Phase 4: “Best Practice” Implementation Of New Technology 

Once the organization decides to move forward, the hard work begins. Organizing processes and systems, teams, and resources to achieve desired metrics is no easy task. New roles and responsibilities have to be defined from the executive level down to frontline staff.

The technology implementation process can be broken down into four stages—routine elements, complex elements, system and final preparation, and expanding and leveraging the implementation. Routine elements comprise vendor training and implementation, technology acquisition and configuration, data conversion, and mobile system use planning. The complex elements are clinical workflow and development, reports and analytics development, updating workflows, system set-up and testing, and design of user interfaces. The system and final preparation tasks include workflow testing, training materials and execution, and final go-live preparation. After the core technology is launched, implementing additional features and functionality, monitoring data on use, and finding additional clinical and analytic uses will enhance the ROI.

 

For significant new technology investments, it would be ideal to conduct a pilot. The pilot must have clear goals, a timeline, and a carefully defined test group. Before launching the pilot, the plan for how to monitor progress and obtain feedback must also be defined. A well-designed pilot will help an organization assess not only the effectiveness of the technologies but also the strategic and cultural readiness of leadership and staff to adopt the technologies and leverage them to achieve business goals.

Common pitfalls that keep new technology adoption from being successful are lack of planning for service integration and workflow, lack of executive team commitment to change, cultural resistance of staff to working with the new technology, staff turnover, erroneous calculation of ROI, and insufficient financial resources for full implementation.

To avoid these pitfalls, project planning and project management of implementation is critical as in personalized and continuous training and support. Organizations should not leave implementation entirely to vendors but should own and define the processes and planning. It would be good to foster the understanding that implementation will be a part of ongoing operations. Establishing a cross-functional implementation team (ideally limited to eight to ten key players) and ensuring that members of this team have the time and resources to dedicate to implementation is also key.
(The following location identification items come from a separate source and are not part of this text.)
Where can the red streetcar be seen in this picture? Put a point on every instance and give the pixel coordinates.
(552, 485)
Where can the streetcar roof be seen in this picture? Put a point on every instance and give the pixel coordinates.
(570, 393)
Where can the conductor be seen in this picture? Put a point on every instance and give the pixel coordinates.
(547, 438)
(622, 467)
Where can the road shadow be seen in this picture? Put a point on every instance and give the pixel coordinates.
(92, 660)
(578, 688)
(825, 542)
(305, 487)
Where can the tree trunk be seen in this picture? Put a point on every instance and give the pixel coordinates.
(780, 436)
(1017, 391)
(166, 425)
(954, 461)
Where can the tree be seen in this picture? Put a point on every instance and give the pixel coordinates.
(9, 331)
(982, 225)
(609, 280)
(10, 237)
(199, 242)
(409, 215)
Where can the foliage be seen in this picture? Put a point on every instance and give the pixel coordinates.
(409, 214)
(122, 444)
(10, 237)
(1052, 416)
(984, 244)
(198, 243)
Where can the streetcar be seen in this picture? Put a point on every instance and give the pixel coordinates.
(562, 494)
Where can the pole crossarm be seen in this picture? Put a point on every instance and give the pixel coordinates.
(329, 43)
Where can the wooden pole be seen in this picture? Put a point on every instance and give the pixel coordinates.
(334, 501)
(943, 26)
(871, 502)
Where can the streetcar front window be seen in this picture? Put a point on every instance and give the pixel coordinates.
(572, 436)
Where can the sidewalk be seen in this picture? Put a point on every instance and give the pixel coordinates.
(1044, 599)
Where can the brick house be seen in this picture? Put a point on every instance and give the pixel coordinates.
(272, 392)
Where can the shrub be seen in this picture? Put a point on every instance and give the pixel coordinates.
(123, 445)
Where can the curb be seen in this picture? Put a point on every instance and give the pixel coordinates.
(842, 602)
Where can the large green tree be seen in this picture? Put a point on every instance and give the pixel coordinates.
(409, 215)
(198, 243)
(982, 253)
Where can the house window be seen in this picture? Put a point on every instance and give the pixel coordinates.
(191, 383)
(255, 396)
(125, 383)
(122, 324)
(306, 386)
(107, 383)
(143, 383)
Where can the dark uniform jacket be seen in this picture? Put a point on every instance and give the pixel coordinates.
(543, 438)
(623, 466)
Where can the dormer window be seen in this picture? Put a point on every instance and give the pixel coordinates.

Phase 5: Ongoing Optimization Of Technology Functionality

Organizational performance on key metrics  should be continuously monitored—and compared to customer expectations and competitor performance. Within this continuous performance improvement process, assessing how to leverage existing technology is key. The monitoring process includes defining key success metrics, continuously evaluating performance against those metrics, and course correcting as needed. Metrics could relate to process improvements, cost savings, consumer satisfaction, and the ROI of technology investments.

Data reinforces objectives, promotes order over control, and supports communication as it creates a common vocabulary and understanding. Data must be measured in real-time, with processes automated as much as possible. Data must also be “democratized” and allow line-of-sight impacts across the organization while ensuring that managers at the right level see the right data and remain accountable for performance.

While the specifics of what is measured will depend on the organization’s strategic objectives, keep in mind that technology implementation should support multiple levels of efficiencies within an organization, provide a platform for clearer and more decisive actions, impact consumers, create measurable competitive advantages, and act as a catalyst for innovation within the organization.

At the end of the day, “digitizing” a specialty health care provider organization is crucial to success, and even survival, in the “next normal.” The process of selecting, implementing, and optimizing the right technologies at the right time is arduous but the effort will pay off many times over with appropriate planning, people, and project management.